I'm using Play 2.4.6 with compile time dependency injection and ScalaTest. The controller's constructor has few parameters, and in an ApplicationLoader I create it.
Here is the code:
class BootstrapLoader extends ApplicationLoader {
def load(context: Context) = {
new AppComponents(context).application
}
}
class AppComponents(context: Context) extends BuiltInComponentsFromContext(context) with NingWSComponents {
lazy val router = new Routes(httpErrorHandler, authenticationController, applicationController, assets)
lazy val applicationController = new controllers.Application()
lazy val authenticationController = new controllers.Authentication()(configuration, wsApi.client)
lazy val assets = new controllers.Assets(httpErrorHandler)
}
class Authentication(implicit configuration: Configuration, val ws: WSClient) extends Controller {
def login = Action { implicit request =>
Unauthorized(s"${redirectUrl}")
}
}
class AuthenticationSpec extends PlaySpec with OneAppPerSuite {
implicit val configuration: Configuration = app.configuration
implicit val wsClient: WSClient = WS.client(app)
"when user not logged-in" should {
"return Status code Unauthorized(401) with redirect url" in {
1 mustEqual 2
}
}
}
When I'm running the test I'm getting the following error:
[info] Exception encountered when attempting to run a suite with class name: controllers.AuthenticationSpec *** ABORTED ***
[info] com.google.inject.ProvisionException: Unable to provision, see the following errors:
[info]
[info] 1) Could not find a suitable constructor in controllers.Authentication. Classes must have either one (and only one) constructor annotated with #Inject or a zero-argument constructor that is not private.
[info] at controllers.Authentication.class(Authentication.scala:19)
[info] while locating controllers.Authentication
[info] for parameter 1 at router.Routes.<init>(Routes.scala:35)
[info] while locating router.Routes
[info] while locating play.api.test.FakeRouterProvider
[info] while locating play.api.routing.Router
[info]
[info] 1 error
[info] at com.google.inject.internal.InjectorImpl$2.get(InjectorImpl.java:1025)
[info] at com.google.inject.internal.InjectorImpl.getInstance(InjectorImpl.java:1051)
[info] at play.api.inject.guice.GuiceInjector.instanceOf(GuiceInjectorBuilder.scala:321)
[info] at play.api.inject.guice.GuiceInjector.instanceOf(GuiceInjectorBuilder.scala:316)
[info] at play.api.Application$class.routes(Application.scala:112)
[info] at play.api.test.FakeApplication.routes(Fakes.scala:197)
[info] at play.api.Play$$anonfun$start$1.apply$mcV$sp(Play.scala:90)
[info] at play.api.Play$$anonfun$start$1.apply(Play.scala:87)
[info] at play.api.Play$$anonfun$start$1.apply(Play.scala:87)
[info] at play.utils.Threads$.withContextClassLoader(Threads.scala:21)
FakeApplication use GuiceApplicationBuilder, which of course does not work.
What should I do to run such tests?
Thanks

override implicit lazy val app = new BootstrapLoader().load(
ApplicationLoader.createContext(
new Environment(
new File("."), ApplicationLoader.getClass.getClassLoader, Mode.Test)))
It works in Play 2.5.1

You are getting an error because the tests are not even able to start a application.
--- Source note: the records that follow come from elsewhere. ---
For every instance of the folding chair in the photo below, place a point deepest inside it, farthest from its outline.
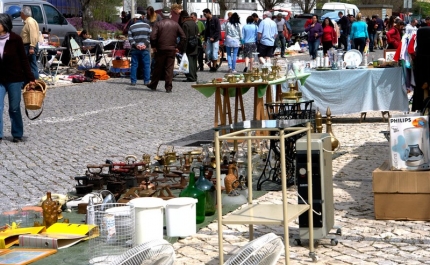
(77, 58)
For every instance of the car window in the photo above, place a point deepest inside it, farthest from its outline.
(53, 17)
(36, 13)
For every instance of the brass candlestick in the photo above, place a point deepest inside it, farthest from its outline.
(334, 141)
(318, 121)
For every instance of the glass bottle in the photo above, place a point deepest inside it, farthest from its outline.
(50, 211)
(193, 192)
(208, 187)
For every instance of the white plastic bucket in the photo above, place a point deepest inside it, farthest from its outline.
(181, 217)
(149, 218)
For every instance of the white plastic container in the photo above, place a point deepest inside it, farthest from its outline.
(181, 217)
(149, 218)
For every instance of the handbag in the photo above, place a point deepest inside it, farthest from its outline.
(184, 65)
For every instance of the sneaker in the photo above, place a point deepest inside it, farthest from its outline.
(17, 139)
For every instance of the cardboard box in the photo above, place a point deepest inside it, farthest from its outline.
(409, 142)
(401, 195)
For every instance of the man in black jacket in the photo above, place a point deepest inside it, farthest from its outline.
(164, 44)
(344, 30)
(212, 37)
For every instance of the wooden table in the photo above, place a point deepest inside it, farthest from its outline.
(223, 91)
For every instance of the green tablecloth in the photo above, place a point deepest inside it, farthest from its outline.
(209, 89)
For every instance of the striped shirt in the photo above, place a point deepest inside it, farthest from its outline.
(138, 34)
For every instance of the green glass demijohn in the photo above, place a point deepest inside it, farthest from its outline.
(193, 192)
(208, 187)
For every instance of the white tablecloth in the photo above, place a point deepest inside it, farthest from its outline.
(358, 90)
(91, 42)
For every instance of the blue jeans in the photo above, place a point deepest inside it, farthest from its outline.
(14, 98)
(371, 39)
(212, 50)
(33, 60)
(313, 48)
(231, 57)
(140, 57)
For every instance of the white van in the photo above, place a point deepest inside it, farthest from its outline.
(347, 9)
(44, 13)
(243, 14)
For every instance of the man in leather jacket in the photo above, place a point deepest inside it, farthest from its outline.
(212, 36)
(164, 43)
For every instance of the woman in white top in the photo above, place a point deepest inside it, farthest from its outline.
(233, 39)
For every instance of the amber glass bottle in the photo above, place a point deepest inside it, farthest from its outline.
(50, 211)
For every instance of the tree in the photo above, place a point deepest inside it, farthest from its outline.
(270, 4)
(305, 5)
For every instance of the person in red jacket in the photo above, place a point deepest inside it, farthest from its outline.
(329, 35)
(394, 36)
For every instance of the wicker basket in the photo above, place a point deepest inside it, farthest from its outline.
(33, 98)
(54, 40)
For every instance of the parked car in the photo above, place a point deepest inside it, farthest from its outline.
(46, 15)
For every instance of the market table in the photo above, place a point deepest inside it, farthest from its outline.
(357, 90)
(222, 113)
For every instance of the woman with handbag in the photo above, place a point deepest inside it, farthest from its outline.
(233, 38)
(15, 70)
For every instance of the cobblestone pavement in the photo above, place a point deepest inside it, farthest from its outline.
(91, 122)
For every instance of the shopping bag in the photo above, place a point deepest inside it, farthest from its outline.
(183, 66)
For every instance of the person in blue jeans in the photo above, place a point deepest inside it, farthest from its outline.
(15, 70)
(315, 33)
(233, 40)
(138, 35)
(359, 33)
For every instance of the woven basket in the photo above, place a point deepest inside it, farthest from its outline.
(54, 40)
(33, 98)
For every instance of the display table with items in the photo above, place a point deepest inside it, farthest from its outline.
(272, 214)
(113, 44)
(286, 110)
(357, 90)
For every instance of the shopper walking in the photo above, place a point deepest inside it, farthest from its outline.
(359, 34)
(191, 32)
(212, 37)
(394, 36)
(164, 43)
(249, 33)
(267, 33)
(201, 28)
(30, 37)
(15, 69)
(233, 40)
(329, 37)
(315, 32)
(138, 36)
(344, 24)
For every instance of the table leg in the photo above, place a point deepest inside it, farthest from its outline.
(238, 105)
(227, 107)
That is happening because you are using Dependency Injection in your controllers (as the error message suggests) and you need to declare them as classes, instead of as objects. As you can see at the docs:
package controllers
import play.api.mvc._
class Application extends Controller {
def index = Action {
Ok("It works!")
}
}
If your controller has some dependency to be injected, you should use the #Inject annotation in your controller constructor (again, please see the docs). Per instance:
package controllers
import play.api.mvc._
import play.api.libs.ws._
import javax.inject._
class Application #Inject() (ws: WSClient) extends Controller {
// ...
}
You can also read the Compile Time Dependency Injection docs if you are using it instead of runtime DI.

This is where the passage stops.